Typos are completely different- though somehow I was sure I would do something like that. :stuck_out_tongue:

Do you live in Europe? Because I’m from Canada, and I do this all the time, but apparently it’s a wierd thing over here (right now I’m in Belgium). I talk to the people beside me on long bus trips, I say hello to the people on the transit bus, and I had a long conversation with the two people I sat next to on the Air Canada flight on the way here. No one ever looks at me strangely back home, and I’ve made some interesting friends, but over here everybody seems to find it strange. Even in the bus shelter, they just stare straight ahead and pretend you’re not there… even when they’re standing in front of the bus schedule you’re trying to read!

Yup. The narrator even explained to us what a “sou” was (it’s an old French coin).

Yeah, silent films with live music should definitely come back in style.

Come to Scotland and study at St. Andrews - gowns are very frequently worn - formal meals (frequency depending on the hall ofd residence), “pier walk” on Sunday, aand in any caseyou could wear one each and every day without attracting strange looks in the street or anything like tht. If you are a Divinity student, you wear a black one, but everyone else (well, undergraduates, that is)wears a bright red gown - this being supposedly originally intended to make students pretty obviousl so that they could not easily enter alehouses and houses of ill-repute. So, you can wear a gown everywhere else but people will hiss at you if you wear a gown in a pub. Um, as for the houses of ill repute, …I don’t know.

Me, I want a return to:

children being seen and not heard. Actually, I could live without the seeing bit too, but first things first.

drivers obeying traffic lights and speed limits

shops delivering groceries etc as a matter of course - yes, young men on bicylces with baskets on the front would be fun. (it is odd, though, really, that it is perfectly simple to phone and arrange for an Indian meal or whatever, but if you have a need for a few exotic items like bread, cheese, vegetables, etc and for some reason there is a big problem concerning getting to the shop personally, well, you’re just stuck.)

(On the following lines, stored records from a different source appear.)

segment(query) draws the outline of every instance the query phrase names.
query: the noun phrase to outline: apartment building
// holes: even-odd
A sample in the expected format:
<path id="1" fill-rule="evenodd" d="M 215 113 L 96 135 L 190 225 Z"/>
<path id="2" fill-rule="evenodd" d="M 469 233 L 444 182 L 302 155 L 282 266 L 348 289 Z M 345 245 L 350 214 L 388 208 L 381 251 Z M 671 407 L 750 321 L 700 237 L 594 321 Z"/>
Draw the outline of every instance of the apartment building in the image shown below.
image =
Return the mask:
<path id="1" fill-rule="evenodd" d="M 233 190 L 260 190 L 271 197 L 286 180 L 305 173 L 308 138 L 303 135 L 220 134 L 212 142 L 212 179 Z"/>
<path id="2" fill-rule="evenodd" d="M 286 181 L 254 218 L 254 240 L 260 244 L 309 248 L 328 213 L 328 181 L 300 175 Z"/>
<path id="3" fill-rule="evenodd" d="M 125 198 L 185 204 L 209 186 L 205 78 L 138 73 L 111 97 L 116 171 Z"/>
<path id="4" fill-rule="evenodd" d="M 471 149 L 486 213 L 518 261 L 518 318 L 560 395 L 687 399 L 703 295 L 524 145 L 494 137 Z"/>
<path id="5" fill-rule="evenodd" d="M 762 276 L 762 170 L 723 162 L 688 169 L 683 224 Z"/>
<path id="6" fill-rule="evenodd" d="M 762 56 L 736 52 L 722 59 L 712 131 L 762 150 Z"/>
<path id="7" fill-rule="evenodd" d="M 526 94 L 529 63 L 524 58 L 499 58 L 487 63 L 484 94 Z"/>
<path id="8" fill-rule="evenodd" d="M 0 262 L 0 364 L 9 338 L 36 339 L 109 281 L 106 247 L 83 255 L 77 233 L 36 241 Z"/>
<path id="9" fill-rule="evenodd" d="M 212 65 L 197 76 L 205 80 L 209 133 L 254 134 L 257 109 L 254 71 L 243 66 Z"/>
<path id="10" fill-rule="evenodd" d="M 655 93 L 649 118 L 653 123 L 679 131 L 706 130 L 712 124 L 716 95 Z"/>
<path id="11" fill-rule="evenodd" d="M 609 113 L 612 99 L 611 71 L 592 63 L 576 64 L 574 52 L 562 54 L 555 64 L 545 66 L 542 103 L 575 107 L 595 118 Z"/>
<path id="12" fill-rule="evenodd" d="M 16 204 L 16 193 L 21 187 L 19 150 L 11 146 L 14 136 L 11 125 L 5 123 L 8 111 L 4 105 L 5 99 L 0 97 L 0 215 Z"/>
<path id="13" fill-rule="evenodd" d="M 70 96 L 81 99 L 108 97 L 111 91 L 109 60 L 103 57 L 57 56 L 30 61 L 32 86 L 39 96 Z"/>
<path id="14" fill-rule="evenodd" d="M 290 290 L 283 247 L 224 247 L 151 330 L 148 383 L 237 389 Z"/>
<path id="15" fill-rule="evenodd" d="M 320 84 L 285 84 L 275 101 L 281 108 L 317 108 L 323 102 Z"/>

Oops, I think I’m beginning to ramble.

Now where is the guy who wanted women in plain cotton underwear? :slight_smile: “please allow me to introduce myself…” :slight_smile:

wolfstu

I’m from Australia - generally we’re a friendly bunch, but I’ve often been on 5 hour bus trips and haven’t heard a word out of the person next to me except, “Excuse me, this is my stop”. It seems like some unspoken social thing - that’s not to say I haven’t talked to strangers but a majority of times I’ve regretted it because there’s no escape. Interestingly, I heard that Australia has the largest variety of magazines per head of population than any other country on earth - there’s probably a link there somewhere.

Dueling make a comeback. Not some kind of half-ass high noon cowboy sort of thing but the very formal kind with mulitple letters of intention sent then forwarded through seconds, the kind where most of the time no actual fighting happens unless it has to. I think we’d all be alot more polite and civil to each other if there was a concrete line which if past there were serious social consequences beyond legalities.